Advantages of Backward Searching -- Efficient Secondary Memory and Distributed Implementation of Compressed Suffix Arrays

Veli Mäkinen, Gonzalo Navarro and Kunihiko Sadakane

One of the most relevant succinct suffix array proposals in the literature is the Compressed Suffix Array (CSA) of Sadakane [ISAAC 2000]. The CSA needs n(H_0+O(log log s)) bits of space, where n is the text size, s is the alphabet size, and H_0 the zero-order entropy of the text. The number of occurrences of a pattern of length m can be computed in O(m log n) time. Most notably, the CSA does not need the text separately available to operate. The CSA simulates a binary search over the suffix array, where the query is compared against text substrings. These are extracted from the same CSA by following irregular access patterns over the structure.
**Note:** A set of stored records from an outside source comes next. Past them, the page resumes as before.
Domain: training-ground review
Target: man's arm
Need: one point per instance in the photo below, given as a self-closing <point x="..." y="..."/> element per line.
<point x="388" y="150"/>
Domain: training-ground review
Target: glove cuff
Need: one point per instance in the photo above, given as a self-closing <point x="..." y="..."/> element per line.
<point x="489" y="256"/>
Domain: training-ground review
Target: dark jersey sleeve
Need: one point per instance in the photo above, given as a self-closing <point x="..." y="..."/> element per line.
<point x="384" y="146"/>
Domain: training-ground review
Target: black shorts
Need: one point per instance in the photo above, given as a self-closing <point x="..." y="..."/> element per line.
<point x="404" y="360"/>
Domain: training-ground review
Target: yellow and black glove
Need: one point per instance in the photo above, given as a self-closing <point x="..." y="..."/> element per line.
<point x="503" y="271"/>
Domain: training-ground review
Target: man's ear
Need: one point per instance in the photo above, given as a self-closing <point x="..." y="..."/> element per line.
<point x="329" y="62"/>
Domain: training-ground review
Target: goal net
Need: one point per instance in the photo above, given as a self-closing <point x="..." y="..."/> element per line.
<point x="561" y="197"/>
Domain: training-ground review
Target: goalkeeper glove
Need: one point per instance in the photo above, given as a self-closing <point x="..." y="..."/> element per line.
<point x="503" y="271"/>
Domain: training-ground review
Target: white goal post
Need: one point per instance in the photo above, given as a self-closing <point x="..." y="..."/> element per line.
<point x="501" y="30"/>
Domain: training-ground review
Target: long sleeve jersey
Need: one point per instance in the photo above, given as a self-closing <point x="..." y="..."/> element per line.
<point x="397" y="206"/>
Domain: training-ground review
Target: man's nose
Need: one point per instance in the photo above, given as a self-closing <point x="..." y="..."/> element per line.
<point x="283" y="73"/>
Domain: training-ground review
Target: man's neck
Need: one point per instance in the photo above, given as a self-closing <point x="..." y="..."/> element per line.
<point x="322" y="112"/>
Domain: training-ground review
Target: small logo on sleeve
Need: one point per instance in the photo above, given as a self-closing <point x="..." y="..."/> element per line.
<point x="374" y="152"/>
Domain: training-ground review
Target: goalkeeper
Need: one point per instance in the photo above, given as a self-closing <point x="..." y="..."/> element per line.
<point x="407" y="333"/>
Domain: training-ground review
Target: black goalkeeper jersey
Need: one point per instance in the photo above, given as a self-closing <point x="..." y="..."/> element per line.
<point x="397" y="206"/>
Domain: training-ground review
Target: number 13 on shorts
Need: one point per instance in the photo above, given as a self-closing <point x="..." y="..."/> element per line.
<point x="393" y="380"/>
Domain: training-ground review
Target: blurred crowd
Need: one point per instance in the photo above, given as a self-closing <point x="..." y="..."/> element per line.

Sadakane [SODA 2002] has proposed using backward searching on the CSA in similar fashion as the FM-index of Ferragina and Manzini [FOCS 2000]. He has shown that the CSA can be searched in O(m) time whenever s = O(polylog(n)).

In this paper we consider some other consequences of backward searching applied to CSA. The most remarkable one is that we do not need, unlike all previous proposals, any complicated sub-linear structures based on the four-Russians technique (such as constant time rank and select queries on bit arrays). We show that sampling and compression are enough to achieve O(m log n) query time using less space than the original structure. It is also possible to trade structure space for search time. Furthermore, the regular access pattern of backward searching permits an efficient secondary memory implementation, so that the search can be done with O(m log_B n) disk accesses, being B the disk block size. Finally, it permits a distributed implementation with optimal speedup and negligible communication effort.